Bosonic, fermionic, and anyonic symmetry in two-photon random scattering

We experimentally demonstrate the importance of two-photon symmetry for the propagation of spatial quantum correlations in a multiple-scattering disordered system. Two distinguishable entangled photons with tunable spatial exchange symmetry are sent through the scattering medium. The two photons are observed to have an ensemble-averaged tendency to cluster together (bosonic symmetry) or to avoid each other (fermionic symmetry). An intermediate degree of clustering is observed for anyonic exchange symmetry.

Figure 1

Experimental setup. From left to right: quantum-entangled photon pairs pass through an optional retarder (to tailor the spatial two-photon symmetry) and scatter from a random medium, comprising two rotating diffusors, before being detected by two photon counters and coincidence logic.

Figure 2

Observation of bosonic and fermionic symmetry in two-photon scattering. (Left, right) False-color plots of the coincidence count rate, observed in the far field of a random scattering medium, vs the detector positions $x_H$ and $x_V$; the left figure is measured for a symmetric ($\varphi =0$) two-photon input field; the right figure applies to the antisymmetric ($\varphi =\pi$) case. (Middle) Projected coincidence rate vs the position difference $x_H-x_V$. The upper (blue) $\varphi =0$ curve exhibits photon bunching; the lower (red) $\varphi =\pi$ curve exhibits photon antibunching.

Figure 3

Graphical explanation of bunching effect.

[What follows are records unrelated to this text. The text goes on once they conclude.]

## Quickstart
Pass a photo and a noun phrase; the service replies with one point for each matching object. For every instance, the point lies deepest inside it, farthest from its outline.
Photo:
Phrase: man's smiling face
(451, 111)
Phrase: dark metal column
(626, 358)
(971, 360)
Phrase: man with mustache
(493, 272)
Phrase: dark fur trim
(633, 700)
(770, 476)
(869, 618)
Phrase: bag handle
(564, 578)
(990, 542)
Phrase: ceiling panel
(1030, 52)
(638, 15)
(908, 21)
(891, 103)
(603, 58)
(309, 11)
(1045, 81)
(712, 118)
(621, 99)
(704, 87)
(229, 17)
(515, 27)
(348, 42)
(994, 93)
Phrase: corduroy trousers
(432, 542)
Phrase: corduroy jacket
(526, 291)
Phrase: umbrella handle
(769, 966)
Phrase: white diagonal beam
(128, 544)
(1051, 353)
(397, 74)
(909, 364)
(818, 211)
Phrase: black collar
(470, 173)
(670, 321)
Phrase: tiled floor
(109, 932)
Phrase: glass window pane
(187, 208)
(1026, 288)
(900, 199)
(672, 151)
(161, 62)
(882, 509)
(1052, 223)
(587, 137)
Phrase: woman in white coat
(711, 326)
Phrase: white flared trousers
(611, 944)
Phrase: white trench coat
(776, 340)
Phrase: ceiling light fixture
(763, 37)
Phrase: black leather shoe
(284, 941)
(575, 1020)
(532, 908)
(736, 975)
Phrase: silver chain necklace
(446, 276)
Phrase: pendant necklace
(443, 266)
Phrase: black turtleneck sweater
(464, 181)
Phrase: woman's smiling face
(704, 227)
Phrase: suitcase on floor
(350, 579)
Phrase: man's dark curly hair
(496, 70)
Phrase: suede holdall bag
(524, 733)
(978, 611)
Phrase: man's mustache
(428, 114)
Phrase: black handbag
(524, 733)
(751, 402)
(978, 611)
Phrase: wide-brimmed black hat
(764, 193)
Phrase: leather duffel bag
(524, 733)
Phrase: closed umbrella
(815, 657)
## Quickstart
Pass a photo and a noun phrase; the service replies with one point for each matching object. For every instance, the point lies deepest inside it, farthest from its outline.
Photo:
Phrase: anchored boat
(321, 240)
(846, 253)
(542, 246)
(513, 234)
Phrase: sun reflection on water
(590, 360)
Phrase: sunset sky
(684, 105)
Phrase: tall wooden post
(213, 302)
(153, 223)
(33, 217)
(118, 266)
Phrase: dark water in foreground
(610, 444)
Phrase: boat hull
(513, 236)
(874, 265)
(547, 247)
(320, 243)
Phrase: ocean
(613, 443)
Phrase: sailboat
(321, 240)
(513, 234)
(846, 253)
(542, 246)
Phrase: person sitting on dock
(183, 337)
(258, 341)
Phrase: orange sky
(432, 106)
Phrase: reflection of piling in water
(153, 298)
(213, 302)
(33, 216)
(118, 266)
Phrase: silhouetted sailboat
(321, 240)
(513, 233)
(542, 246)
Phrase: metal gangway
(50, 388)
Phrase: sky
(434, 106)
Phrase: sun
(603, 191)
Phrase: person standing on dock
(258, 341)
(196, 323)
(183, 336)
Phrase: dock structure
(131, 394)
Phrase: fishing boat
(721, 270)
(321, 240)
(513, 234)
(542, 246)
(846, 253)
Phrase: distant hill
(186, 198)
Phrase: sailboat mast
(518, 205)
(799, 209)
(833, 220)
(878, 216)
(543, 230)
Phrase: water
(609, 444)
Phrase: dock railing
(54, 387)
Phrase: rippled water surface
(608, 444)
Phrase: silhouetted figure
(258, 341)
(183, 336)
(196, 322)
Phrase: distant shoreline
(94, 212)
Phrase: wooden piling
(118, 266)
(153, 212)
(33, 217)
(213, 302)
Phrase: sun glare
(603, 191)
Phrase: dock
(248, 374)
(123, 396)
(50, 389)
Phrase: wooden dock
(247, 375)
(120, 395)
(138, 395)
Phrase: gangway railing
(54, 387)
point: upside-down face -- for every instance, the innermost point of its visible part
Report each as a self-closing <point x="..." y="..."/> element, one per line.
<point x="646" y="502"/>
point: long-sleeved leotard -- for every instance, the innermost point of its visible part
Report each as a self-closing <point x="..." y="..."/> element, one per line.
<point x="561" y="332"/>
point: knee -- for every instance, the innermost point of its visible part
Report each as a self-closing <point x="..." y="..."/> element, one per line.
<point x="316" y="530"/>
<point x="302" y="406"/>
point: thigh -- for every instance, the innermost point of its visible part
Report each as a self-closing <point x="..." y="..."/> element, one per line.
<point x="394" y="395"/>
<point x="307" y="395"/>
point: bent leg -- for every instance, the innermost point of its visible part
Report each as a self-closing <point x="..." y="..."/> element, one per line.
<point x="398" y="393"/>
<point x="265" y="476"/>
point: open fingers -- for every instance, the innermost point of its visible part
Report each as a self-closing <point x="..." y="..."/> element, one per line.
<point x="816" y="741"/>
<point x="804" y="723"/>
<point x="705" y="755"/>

The observed bunching effects originate from the interference of two generic scattering paths of the photon pair from the retarder plane (left), via propagation and scattering (denoted by sharp ss symbols), to the detectors (right).

Figure 4

Observation of anyonic symmetry in two-photon scattering. (Left) Projected coincidence rate vs the position difference $x_H-x_V$ for an input field with anyonic symmetry. The two wiggly (blue and black) curves are measured for $\varphi =\pi /2$ and $\varphi =-\pi /2$, respectively. The nonwiggly (red) curve is measured while scanning in the orthogonal transverse direction $y_H-y_V$. (Right) False color plots of the coincidence count rate observed at $\varphi =\pi /2$ while scanning either in the $(x_H,x_V)$ plane (top right) or in the $(y_H,y_V)$ plane (bottom right). The scale of both figures is identical to that of Figs. 2a and 2(c).